I talked to my friends about the matter. Two of them told me about the experience of their friend and grandfather who were both rejected and referred to different hospitals many times. One of them said her friend needed immediate surgery because of water-filled lungs. On the other hand, my other friend’s grandfather died on the way to another hospital.
One would think that after nine months of living under the pandemic, most people would at least learn to cope with fear. I assumed frontliners would adjust to the situation professionally too. I know that it is hard and scary, because they are the first ones at risk of contracting the virus, but how will the miasma of fear and panic be dispelled from the general population if the frontliners make patients and their families feel as if they are not going be heeded when they ask for help.
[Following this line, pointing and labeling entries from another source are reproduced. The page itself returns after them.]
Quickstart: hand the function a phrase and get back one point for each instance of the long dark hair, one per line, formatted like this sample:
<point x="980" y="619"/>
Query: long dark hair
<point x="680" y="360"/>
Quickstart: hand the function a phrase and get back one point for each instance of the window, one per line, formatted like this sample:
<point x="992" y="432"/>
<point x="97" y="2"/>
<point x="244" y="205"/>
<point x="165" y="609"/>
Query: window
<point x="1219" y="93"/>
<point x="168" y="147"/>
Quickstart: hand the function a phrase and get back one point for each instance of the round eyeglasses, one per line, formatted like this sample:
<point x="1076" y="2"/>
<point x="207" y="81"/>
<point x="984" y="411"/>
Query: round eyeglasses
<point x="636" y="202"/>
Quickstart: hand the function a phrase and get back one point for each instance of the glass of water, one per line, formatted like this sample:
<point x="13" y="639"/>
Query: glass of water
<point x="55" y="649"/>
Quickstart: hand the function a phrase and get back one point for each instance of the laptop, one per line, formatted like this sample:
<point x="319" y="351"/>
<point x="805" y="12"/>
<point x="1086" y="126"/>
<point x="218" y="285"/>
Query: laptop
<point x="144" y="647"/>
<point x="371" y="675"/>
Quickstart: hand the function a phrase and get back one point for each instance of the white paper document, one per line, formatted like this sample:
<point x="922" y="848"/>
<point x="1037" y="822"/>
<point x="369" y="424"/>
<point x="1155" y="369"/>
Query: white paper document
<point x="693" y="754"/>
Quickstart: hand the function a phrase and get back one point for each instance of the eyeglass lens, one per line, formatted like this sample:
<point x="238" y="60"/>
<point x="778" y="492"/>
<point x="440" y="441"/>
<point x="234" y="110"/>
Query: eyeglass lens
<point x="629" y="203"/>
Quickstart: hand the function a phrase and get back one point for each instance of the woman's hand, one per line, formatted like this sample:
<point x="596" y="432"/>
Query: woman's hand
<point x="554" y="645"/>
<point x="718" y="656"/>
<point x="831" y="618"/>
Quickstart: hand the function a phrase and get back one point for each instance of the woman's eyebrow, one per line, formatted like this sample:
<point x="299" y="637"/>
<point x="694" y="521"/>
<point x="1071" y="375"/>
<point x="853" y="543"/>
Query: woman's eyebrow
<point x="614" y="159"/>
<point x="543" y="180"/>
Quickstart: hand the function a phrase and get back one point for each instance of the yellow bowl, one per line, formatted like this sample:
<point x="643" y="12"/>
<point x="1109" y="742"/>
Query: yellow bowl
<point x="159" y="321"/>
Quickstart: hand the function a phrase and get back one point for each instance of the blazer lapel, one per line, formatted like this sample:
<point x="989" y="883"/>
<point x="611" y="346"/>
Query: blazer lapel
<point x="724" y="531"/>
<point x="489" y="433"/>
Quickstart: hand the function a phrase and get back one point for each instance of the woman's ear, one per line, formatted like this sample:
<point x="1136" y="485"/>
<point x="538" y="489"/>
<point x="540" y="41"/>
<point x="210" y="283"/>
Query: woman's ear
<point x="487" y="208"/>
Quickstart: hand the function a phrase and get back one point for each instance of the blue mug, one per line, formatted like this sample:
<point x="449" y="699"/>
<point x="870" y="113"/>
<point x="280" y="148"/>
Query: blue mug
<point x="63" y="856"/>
Do people need to feel rejected just because they went to the hospital in the middle of the pandemic? Why is suspicion prioritized over the urgency to help? Are we, the general public including the frontliners, supposed to make sick or injured people feel shunned and abandoned just because we are wary that they contacted COVID? When medical practitioners are the first to show hesitation towards a person in need of treatment, they create an atmosphere of distrust and isolation. Even if a person does have COVID, they should not be subjected to blatant wariness as if they are the virus itself. They are going to be isolated physically, why isolate them further emotionally?
Skeptical medics should realize that patients are just as afraid as they are. I am sure it is hard for some people to even muster the courage to go to the hospital. This reminds me of a quote I read from Filipino Economist Professor Bernie Villegas, “The epidemic of fear is worse than the virus itself.”
I hope that medical practitioners would also help eliminate the epidemic of fear, not just the COVID-19 pandemic. Many people, myself included, trust medical practitioners. I sure hope that my trust will not be returned with repulsion.